KARACHI: Importers areintegral part of the economy of this country. Reasonable information only should be required to be asked by the department. Government policies and actions should focus on removing business irritants to allow expansion of existing business and to attract new business, observed a division bench of High Court of Sindh deciding 49 identical petitions.
The power of section 19-A must not be used as a garb to harass importers, the order said.
The petitions were filed by pipe steel pipe manufacturers including Karachi Tube Mills which were allowed by a division bench of High Court of Sindh, The bench ordered release of guarantee/ security deposited by the petitioners.
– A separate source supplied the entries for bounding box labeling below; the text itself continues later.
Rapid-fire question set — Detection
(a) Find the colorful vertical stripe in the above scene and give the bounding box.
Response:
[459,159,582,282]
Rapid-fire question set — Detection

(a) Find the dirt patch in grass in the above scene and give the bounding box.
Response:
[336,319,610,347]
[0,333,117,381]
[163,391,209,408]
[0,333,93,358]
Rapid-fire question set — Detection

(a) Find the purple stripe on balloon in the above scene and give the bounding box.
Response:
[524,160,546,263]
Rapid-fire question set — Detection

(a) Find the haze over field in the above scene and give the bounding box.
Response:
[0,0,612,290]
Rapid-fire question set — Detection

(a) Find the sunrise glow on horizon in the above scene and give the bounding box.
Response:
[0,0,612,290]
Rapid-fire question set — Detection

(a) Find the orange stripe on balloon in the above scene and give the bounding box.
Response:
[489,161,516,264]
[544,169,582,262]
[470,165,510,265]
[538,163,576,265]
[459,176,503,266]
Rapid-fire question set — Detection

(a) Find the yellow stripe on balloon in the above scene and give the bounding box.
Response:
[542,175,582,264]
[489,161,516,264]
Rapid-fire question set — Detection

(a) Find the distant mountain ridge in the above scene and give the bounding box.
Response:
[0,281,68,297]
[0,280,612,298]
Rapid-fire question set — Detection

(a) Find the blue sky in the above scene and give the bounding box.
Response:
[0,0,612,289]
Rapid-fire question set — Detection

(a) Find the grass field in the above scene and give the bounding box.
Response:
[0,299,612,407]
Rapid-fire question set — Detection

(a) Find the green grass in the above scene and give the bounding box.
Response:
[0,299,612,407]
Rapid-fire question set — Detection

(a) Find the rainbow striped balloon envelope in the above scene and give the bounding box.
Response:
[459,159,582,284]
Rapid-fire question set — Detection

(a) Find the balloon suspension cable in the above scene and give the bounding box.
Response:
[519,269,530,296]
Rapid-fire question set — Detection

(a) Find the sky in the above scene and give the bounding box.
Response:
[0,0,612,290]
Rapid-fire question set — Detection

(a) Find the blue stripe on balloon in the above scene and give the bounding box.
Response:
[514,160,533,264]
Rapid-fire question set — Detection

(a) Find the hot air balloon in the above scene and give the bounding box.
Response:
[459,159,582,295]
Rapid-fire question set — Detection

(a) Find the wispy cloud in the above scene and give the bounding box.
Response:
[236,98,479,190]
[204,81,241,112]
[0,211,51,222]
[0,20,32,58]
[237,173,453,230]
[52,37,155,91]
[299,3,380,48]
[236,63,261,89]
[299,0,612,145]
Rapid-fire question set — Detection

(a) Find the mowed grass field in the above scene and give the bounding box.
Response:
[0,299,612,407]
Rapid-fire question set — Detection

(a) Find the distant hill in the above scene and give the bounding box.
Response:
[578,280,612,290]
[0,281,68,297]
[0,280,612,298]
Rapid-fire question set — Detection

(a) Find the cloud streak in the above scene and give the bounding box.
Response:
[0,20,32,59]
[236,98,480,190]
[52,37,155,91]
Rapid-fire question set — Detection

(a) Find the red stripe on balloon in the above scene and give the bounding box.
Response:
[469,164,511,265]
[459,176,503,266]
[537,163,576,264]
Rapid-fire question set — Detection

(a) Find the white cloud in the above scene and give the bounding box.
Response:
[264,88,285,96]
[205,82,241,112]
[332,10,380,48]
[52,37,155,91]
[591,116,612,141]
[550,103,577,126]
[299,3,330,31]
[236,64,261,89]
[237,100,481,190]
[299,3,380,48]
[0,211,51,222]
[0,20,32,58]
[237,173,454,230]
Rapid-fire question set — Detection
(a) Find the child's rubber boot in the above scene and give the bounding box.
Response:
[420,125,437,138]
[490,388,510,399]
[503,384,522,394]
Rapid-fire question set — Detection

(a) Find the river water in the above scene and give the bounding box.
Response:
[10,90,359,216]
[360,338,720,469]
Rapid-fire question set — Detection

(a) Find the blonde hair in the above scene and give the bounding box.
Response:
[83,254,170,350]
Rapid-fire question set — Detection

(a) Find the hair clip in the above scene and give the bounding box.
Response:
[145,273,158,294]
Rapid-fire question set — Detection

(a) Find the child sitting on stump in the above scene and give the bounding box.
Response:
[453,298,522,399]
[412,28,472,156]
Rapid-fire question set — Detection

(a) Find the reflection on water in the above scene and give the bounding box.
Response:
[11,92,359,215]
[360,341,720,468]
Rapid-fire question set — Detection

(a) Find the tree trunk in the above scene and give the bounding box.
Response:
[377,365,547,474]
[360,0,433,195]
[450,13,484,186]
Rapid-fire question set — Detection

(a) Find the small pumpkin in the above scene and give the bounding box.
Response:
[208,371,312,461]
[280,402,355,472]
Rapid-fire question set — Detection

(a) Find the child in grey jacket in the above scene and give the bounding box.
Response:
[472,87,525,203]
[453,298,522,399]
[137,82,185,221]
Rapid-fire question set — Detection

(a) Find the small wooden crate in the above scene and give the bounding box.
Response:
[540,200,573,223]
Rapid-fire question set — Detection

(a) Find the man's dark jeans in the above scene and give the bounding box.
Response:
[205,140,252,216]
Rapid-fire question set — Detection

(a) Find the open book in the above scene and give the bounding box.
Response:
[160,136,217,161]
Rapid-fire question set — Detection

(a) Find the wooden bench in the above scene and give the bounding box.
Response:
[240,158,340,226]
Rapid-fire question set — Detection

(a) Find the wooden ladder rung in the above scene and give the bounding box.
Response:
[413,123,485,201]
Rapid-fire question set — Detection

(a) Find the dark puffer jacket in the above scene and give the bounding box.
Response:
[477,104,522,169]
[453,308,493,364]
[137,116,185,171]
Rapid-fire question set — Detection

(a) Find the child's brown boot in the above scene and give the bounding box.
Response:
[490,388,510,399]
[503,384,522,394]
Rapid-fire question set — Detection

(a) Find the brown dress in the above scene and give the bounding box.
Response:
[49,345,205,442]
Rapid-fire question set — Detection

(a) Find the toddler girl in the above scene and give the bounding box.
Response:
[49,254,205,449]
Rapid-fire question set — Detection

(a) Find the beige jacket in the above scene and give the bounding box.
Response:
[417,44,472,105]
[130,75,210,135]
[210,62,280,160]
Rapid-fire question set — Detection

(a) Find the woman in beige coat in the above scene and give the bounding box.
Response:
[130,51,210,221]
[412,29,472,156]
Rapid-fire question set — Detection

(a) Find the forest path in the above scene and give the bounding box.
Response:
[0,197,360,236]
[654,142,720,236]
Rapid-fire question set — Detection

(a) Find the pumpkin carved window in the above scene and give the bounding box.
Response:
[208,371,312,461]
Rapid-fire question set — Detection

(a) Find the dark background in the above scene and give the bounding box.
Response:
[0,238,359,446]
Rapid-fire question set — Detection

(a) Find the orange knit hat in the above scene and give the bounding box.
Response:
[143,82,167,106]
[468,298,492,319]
The application of Section 19-A of the Customs Act 1969 (incidence custom duty passed on to the enduser) was under challenge by the petitioners. The petitioners were represented by Naveen Merchant advocate while respondents were represented by Masooda Siraj and Kashif Nazeer advocates.
An appellate bench of High Court of Sindh (SHC) comprising Justice Munib Akhtar and Justice Omar Sial heard the petitions on law point that whether the petitioner/importers of steel pipes are entitled to refundof their guarantees/pay orders furnished by them pursuant to a court order, when as per case of respondent custom officials, the petitioners were required to prove that the incidence of custom duty has not been passed onto the customers in terms of the provisions of section 19-A of the Customs Act 1969.
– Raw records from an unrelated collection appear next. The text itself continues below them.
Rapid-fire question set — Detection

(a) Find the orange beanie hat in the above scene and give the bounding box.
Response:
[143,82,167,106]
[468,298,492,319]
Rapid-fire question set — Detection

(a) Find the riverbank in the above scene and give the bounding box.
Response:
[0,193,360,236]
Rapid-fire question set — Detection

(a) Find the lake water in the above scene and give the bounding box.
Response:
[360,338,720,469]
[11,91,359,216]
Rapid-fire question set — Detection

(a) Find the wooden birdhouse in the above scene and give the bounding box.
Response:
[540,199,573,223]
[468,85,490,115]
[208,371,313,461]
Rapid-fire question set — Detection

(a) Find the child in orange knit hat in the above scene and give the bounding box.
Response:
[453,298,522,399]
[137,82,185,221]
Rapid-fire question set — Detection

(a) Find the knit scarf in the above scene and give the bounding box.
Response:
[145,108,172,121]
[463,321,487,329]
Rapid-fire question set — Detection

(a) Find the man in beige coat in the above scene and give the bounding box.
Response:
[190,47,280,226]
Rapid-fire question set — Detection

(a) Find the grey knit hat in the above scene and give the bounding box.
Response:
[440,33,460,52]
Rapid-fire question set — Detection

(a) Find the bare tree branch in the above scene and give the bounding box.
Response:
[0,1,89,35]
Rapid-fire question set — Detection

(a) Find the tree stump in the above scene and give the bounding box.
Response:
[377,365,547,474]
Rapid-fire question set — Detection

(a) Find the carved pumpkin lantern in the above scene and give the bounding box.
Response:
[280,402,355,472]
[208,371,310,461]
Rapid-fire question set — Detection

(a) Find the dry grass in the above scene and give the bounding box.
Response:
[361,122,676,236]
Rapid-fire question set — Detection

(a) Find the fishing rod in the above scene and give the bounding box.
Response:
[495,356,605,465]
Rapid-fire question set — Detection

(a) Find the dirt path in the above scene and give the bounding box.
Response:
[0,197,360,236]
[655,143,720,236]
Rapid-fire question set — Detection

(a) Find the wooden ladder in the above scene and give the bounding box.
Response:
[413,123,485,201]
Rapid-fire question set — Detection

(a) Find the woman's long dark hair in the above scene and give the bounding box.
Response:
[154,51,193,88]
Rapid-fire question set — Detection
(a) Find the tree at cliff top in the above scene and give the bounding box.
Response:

The actual controversy however dates back to year 2013 when government of Pakistan with an aim to promote trade between Pakistan and China allowed concession and exempted them from the payment of custom duty on raw material for manufacturing welded steel pipes. The exemption was under SRO 659 (1)/2007. But when the consignments arrived at the port, department detained the consignment on ground that material imported was “alloy steel” and subject to 5 per cent customs duty. The petitioners contended that consignments in dispute were “non alloy steel” and hence they are entitled to exemption from custom duty.
On 25-9-2013, a SHC bench as an interim arrangement in view of loss to the importers ordered that consignments be released if they pay 50 per cent of the amount to the department and 50 per cent with the Nazir in the form of bank guarantee/pay order.
The petitions were finally disposed of on 4.5. 2015 through a consent order according to which if the consignments in dispute do not have Boron more than 0.0008 per cent as “inherent part” of the steel then guarantee/pay order shall be refunded.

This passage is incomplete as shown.